Parquet Content-Defined Chunking with Xet Storage on Hugging Face Hub
Sources: https://huggingface.co/blog/parquet-cdc, Hugging Face Blog
Overview
Parquet Content-Defined Chunking (CDC) is now available for PyArrow and Pandas, enabling efficient deduplication of Parquet files on top of Hugging Face’s Xet storage layer. CDC deduplicates data at the level of content-defined pages or chunks, so when you upload or download Parquet data, only the changed data is transferred. This can dramatically reduce data transfer and storage costs, especially for large datasets stored on the Hub. Xet is a storage layer designed to deduplicate chunks across repositories and files. Parquet’s layout—column chunks and data pages combined with compression—can produce different byte-level representations for small data changes. CDC addresses this by chunking data based on content rather than fixed byte boundaries, aligning the dedup process with the logical data. For developers, you can enable CDC by passing use_content_defined_chunking=True to the write_parquet function (PyArrow). Pandas also supports the feature.

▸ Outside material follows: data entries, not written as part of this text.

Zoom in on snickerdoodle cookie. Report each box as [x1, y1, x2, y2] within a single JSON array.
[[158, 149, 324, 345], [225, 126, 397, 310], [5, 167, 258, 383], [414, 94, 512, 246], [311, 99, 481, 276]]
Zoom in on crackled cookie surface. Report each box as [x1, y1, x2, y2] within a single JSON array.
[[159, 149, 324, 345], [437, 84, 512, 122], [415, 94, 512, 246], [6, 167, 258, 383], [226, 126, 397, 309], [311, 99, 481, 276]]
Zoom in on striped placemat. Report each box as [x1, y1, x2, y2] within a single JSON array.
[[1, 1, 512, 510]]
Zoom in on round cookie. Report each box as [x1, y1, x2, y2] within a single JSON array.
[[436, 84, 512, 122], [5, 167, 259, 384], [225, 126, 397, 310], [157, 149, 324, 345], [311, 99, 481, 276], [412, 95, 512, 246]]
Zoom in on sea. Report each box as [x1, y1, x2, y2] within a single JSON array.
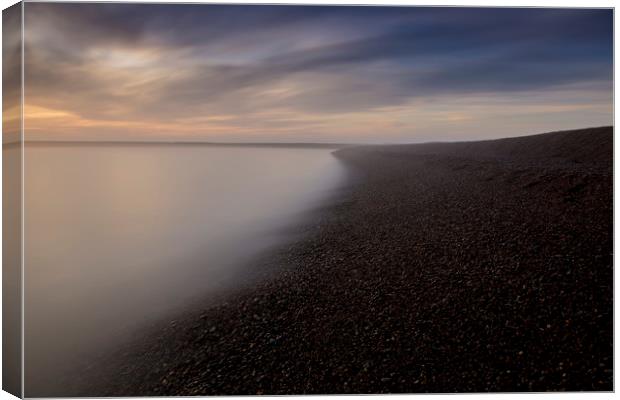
[[14, 142, 345, 394]]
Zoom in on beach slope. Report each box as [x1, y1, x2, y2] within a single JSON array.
[[93, 126, 613, 394]]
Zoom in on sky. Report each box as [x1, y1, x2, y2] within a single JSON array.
[[21, 4, 613, 143]]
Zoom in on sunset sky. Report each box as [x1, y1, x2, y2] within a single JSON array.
[[22, 4, 612, 143]]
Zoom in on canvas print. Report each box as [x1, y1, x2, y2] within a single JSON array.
[[2, 2, 613, 397]]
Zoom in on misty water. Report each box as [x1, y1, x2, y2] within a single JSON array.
[[22, 143, 345, 394]]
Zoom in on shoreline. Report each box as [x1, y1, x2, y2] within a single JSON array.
[[75, 126, 612, 395]]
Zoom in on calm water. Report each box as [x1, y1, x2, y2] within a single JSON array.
[[22, 143, 345, 394]]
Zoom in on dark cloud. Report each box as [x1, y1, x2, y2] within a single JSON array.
[[143, 8, 612, 114]]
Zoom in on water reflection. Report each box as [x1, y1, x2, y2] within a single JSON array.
[[23, 143, 344, 395]]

With PyArrow, you can read and write Parquet data to Hugging Face Hub via hf:// URIs when pyarrow>=21.0.0 is installed. The Hub collects storage statistics and demonstrates that the uploaded data can be significantly smaller when CDC is enabled. The blog demonstrates scenarios like adding or removing columns, changing column types, and appending rows. It shows deduplication across repositories and across files, as well as the impact of different row-group sizes. The main takeaway is that Parquet CDC, in combination with Xet, enables more efficient and scalable data workflows on the Hub.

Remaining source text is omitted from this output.